I self host so I don't care
It's also trained on data people reasonably expected would be private (private github repos, Adobe creative cloud, etc). Even if it was just public data, it can still be dangerous. I.e. It could be possible to give an LLM a prompt like, "give me a list of climate activists, their addresses, and their employers" if it was trained on this data or was good at "browsing" on its own. That's currently not possible due to the guardrails on most models, and I'm guessing they try to avoid training on personal data that's public, but a government agency could make an LLM without these guardrails. That data could be public, but would take a person quite a bit of work to track down compared to the ease and efficiency of just asking an LLM.
What you are describing is highly specific to a particular AI model.
Like cracking passwords / encryption and injecting itself into anything and everything that connects to the internet?
That's not AI
You can train AI to crack passwords/encryption lol. You do realize, AI right at this moment is being utilized for exactly that, right? Simply put, the very first step is to eliminate it's boundaries/guard rails, then proceed from there.
Oh do provide details.
PassGAN <3
Very interesting tip, preciate that.
@PassGAN
It requires Deep Learning.
This is nonsense. Passwords might have an interesting distribution, key space is flat. There is nothing to learn.
And I hope you didn't mean letting an LLM loose on, say, the AES circuit, and expecting it will figure something out.
I believe that if AI is trainable, you can train it to expand through a network. If this is true and it expands through the internet and all devices that connect to the internet, upon achieving this goal it could be commanded to then retrieve all or specific information. Not only training it to expand but to also circumvent security by all means (any and all possible tools that exist now and later) necessary. If that happens...
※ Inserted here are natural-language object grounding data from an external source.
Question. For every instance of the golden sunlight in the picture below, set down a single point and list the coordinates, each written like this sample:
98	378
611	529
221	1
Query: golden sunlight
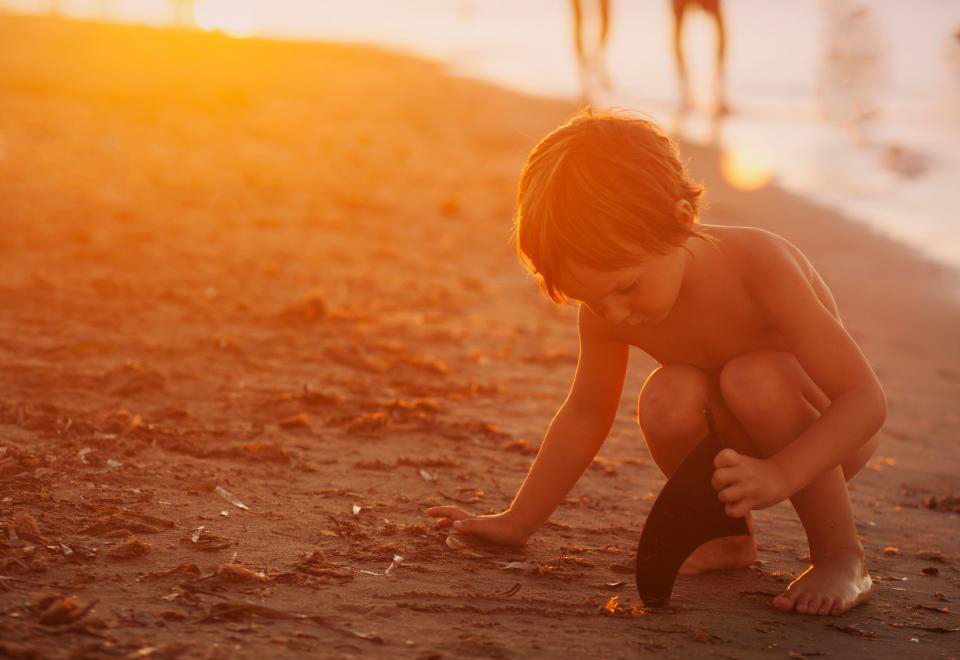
238	18
746	169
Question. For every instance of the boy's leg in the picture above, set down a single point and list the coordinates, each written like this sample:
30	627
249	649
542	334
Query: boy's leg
670	413
775	400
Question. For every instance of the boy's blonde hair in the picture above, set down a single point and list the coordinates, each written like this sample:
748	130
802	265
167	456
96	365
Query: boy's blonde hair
601	190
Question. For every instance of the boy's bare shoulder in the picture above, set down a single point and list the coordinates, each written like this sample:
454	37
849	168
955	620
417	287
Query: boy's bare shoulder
760	255
771	266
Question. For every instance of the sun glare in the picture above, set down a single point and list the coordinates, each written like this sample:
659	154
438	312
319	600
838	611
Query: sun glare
238	18
745	169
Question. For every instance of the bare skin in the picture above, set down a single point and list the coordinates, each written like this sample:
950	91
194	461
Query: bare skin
747	326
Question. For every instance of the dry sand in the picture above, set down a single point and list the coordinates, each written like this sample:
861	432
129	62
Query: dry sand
284	271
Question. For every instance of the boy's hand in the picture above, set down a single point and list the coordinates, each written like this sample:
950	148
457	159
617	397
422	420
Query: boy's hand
744	483
497	528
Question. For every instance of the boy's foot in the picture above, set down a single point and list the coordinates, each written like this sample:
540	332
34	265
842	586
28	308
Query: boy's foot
719	554
831	585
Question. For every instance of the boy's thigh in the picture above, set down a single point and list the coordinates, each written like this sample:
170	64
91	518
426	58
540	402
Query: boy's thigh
758	373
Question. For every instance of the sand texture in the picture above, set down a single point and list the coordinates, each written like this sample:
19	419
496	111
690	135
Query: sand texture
260	309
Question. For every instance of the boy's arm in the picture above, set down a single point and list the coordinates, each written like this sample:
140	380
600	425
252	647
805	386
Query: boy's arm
573	439
579	428
830	357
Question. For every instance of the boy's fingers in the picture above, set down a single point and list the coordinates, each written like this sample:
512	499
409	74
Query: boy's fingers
726	458
730	495
722	478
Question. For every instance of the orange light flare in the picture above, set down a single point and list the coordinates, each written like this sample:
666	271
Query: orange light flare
237	18
746	168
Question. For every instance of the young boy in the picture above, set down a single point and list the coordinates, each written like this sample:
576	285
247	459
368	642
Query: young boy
739	321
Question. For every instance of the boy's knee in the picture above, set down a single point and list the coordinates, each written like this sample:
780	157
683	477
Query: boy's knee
760	381
671	402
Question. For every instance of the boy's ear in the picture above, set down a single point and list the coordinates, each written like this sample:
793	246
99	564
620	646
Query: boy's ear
683	211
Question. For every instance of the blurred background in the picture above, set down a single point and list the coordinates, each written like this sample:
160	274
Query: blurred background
856	105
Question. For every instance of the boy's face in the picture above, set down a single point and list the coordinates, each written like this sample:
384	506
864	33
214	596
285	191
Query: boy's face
643	294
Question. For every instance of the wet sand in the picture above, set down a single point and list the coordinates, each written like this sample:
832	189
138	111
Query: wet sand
279	275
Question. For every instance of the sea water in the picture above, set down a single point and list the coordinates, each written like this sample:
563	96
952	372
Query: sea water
853	104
Enter the all seeing eye - skynet.
For now, its just a conspiracy theory. Ever so often I have a moment to think about this conspiracy and add onto it to make it a probability.
On a pseudo-religious conspiracy, AI could potentially be the anti-Christ. But that's something for the religious folk.
So now I'm totally confused. What do you mean by expand?
Was this AI generated?
You know how to tell that it wasn't?
It's using careful hedging language — "could be used to attempt", "have the potential to", "more effective".
AI would just plow through that shit, hallucinating facts like there is no tomorrow.
No you can't, at least not in the way you think. You crack password by trying combinations. AI and machine learning are bad at raw attempts.
Wikipedia requires attribution, which AI scrapers never give.
It is "public" work, but under a license.